The six- and twelve-month deadlines are only guidelines, and they can be adjusted by the Department where appropriate. This could mean that some complex transactions have an extended deadline, but this must be negotiated with the Justice Department on a case-by-case basis.
The new safe harbor policy builds on the 2008 Opinion Procedure Release regarding Halliburton, in which the Department wrote that it did not intend to take enforcement action against Halliburton for misconduct that it self-disclosed and remediated post-acquisition, provided that Halliburton follow certain investigatory procedures and impose adequate compliance procedures on the target following the acquisition. Although the opinion release applied only to Halliburton and the specific transaction identified, the release was often used by anti-corruption practitioners as informal guidance in the M&A context.
The implications of the safe harbor policy are significant.
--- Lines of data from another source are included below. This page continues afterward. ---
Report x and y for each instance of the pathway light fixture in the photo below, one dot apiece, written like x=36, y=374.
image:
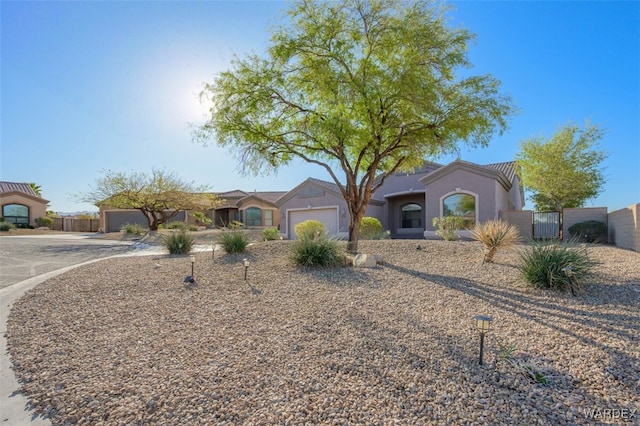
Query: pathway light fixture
x=483, y=323
x=246, y=267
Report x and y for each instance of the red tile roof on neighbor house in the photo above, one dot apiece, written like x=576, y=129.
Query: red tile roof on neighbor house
x=25, y=188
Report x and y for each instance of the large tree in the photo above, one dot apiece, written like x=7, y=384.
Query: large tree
x=160, y=195
x=362, y=88
x=564, y=171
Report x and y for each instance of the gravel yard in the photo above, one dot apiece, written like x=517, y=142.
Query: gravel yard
x=125, y=341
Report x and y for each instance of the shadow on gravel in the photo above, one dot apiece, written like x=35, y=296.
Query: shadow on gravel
x=548, y=313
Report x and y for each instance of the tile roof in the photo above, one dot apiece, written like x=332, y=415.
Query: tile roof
x=325, y=184
x=508, y=169
x=17, y=187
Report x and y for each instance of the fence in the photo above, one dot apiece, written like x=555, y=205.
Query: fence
x=623, y=224
x=624, y=227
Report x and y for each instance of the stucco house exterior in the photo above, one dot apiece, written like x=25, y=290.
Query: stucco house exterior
x=405, y=204
x=20, y=205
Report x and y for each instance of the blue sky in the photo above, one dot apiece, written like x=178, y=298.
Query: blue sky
x=90, y=86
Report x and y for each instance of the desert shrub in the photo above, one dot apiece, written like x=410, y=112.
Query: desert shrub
x=309, y=229
x=270, y=234
x=494, y=235
x=590, y=231
x=316, y=250
x=236, y=225
x=178, y=242
x=46, y=221
x=370, y=228
x=201, y=218
x=176, y=224
x=233, y=241
x=448, y=225
x=132, y=228
x=557, y=266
The policy clearly incentivizes companies engaged in acquisitions – particularly acquisitions involving overseas assets – to have a strong compliance program and clear plans for pre- and post-closing diligence and integration, including the integration of the acquiring company’s code of conduct and compliance procedures. A notable case study predating the policy is the Safran declination in December 2022. Safran, a French aviation supplier, timely self-disclosed misconduct discovered after acquiring two companies: one U.S.-based and the other German-based. Employees of the two companies, prior to Safran’s acquisition, each paid a Chinese business consultant millions of dollars knowing that the funds would be used, in part, to pay bribes to a Chinese government official. Safran discovered the conduct after its acquisition, self-disclosed, and disgorged $17 million in profits from ill-gotten contracts. In addition, Safran remediated the conduct by terminating one of the employees involved in the misconduct and withheld the deferred compensation of another employee who had left the company. Although the legality of withholding or clawing back compensation may vary from jurisdiction to jurisdiction, the Department has frequently referenced this tool as a means to help incentivize compliant behavior from employees.
If the safe harbor is the carrot to convince organizations to adopt effective M&A compliance plans, the stick is enhanced enforcement. In announcing the policy, the deputy attorney general stated that “[i]f your company does not perform effective due diligence or self-disclosure misconduct at an acquired entity, it will be subject to full successor liability for that misconduct under the law.” To mitigate this risk, acquiring companies must:
- Conduct preliminary risk assessments to identify areas that may require enhanced diligence.
- Identify areas of misconduct by the target prior to closing the transaction.
- Prepare a plan for additional diligence, remediation, and (if appropriate) self-disclosure where misconduct is found.
As a practical matter, companies should be aware that pre-closing diligence may take longer, especially for sellers with significant international operations and assets.
M&A diligence from a compliance perspective is often focused on anti-corruption, sanctions, AML, and antitrust issues, but the new safe harbor policy is a DOJ-wide policy, meaning that it applies to all federal criminal conduct. This is potentially a double-edged sword; although a company can receive the benefits associated with self-disclosure for all federal criminal violations, it may enhance the risk that successor liability will attach to other potential compliance issues not typically part of the diligence process.
The clear expectation from the Justice Department is that compliance will have a seat at the table in mergers and acquisitions, and companies that fail to adequately involve their compliance teams run the risk of enhanced penalties. Because there are a number of unanswered questions about the scope and the application of the safe harbor policy, although the policy incentivizes risk reduction, decisions about self-disclosure and compliance issues should be made with experienced legal counsel.